Ces images de la Madone m’ont toujours intéressé à cause de leur sérénité affectueuse, leur beauté, leur inaccessibilité et leur rapport avec l’enfant Jésus. Les images de la Madone à cette époque sont souvent très érotiques, l’enfant Jésus ressemble à Amour. Ma Madona bleue est une madone de nuit, dans ses mains brûle la vie – dans ce cas sous la forme des hommes. En tenant un bouquet d’hommes dans ses mains, l’image reçoit un aspect badin, enjoué. Ses seins sont érotiques, séduisants. On ne sait pas, ce que « cette femme » fait avec les hommes, comment se sentent ces hommes qu’elle tient entre ses mains. Le sujet de cette œuvre est également le principe de la « féminité », la mère qui regarde cette vie qui lui a été confiée et la protège.
Pour plus de mille ans, les beaux arts ont presque exclusivement été un domaine des hommes. Dans les dernières décennies, ceci a fondamentalement changé. Est-ce que vous voyez une différence entre l’art des femmes et des hommes ?
En principe, il n’est par important pour moi si une œuvre qui me plaît a été créée par un homme ou une femme. Pourtant, autrefois, j’ai trouvé très injuste que les femmes n’avaient presque pas de chance d’apprendre un métier et, si elles ont reçu une formation, ce qui était tout de même le cas de temps en temps, devaient abandonner leur métier en cas de mariage.
Qu’est-ce qui est la chose la plus importante dans votre travail d’artiste ?

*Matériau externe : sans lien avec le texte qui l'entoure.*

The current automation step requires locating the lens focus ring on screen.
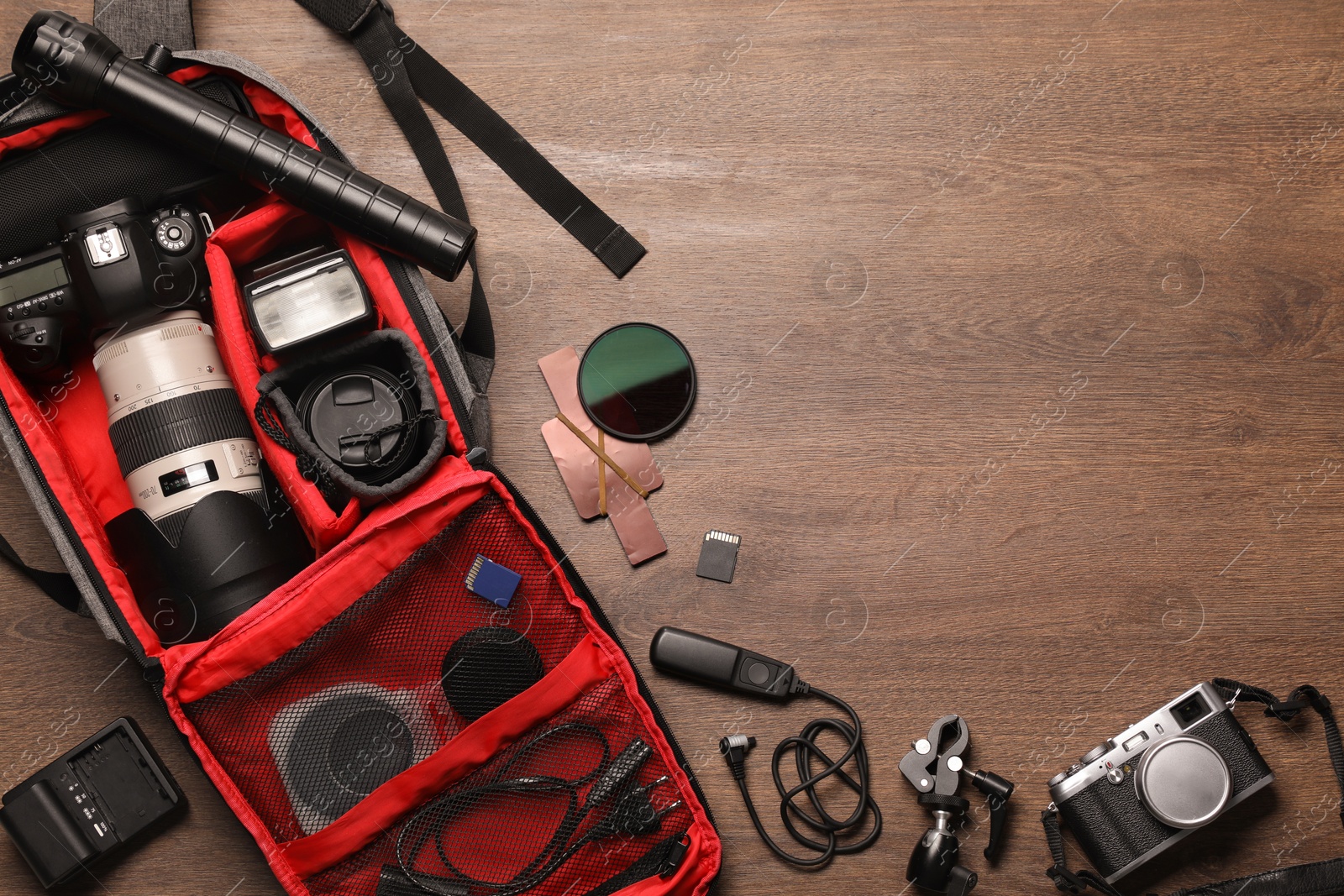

Pour moi, la création artistique signifie toujours un „oui“ à la vie. Ceci est indépendant du sujet. Je suis heureuse quand je travaille avec les formes et les couleurs. Je me sens « identique » avec moi-même, à la bonne place dans la vie quand je peins ou je coupe mes figures. Si je fais les « choses normales » de la vie, ce sentiment est rare.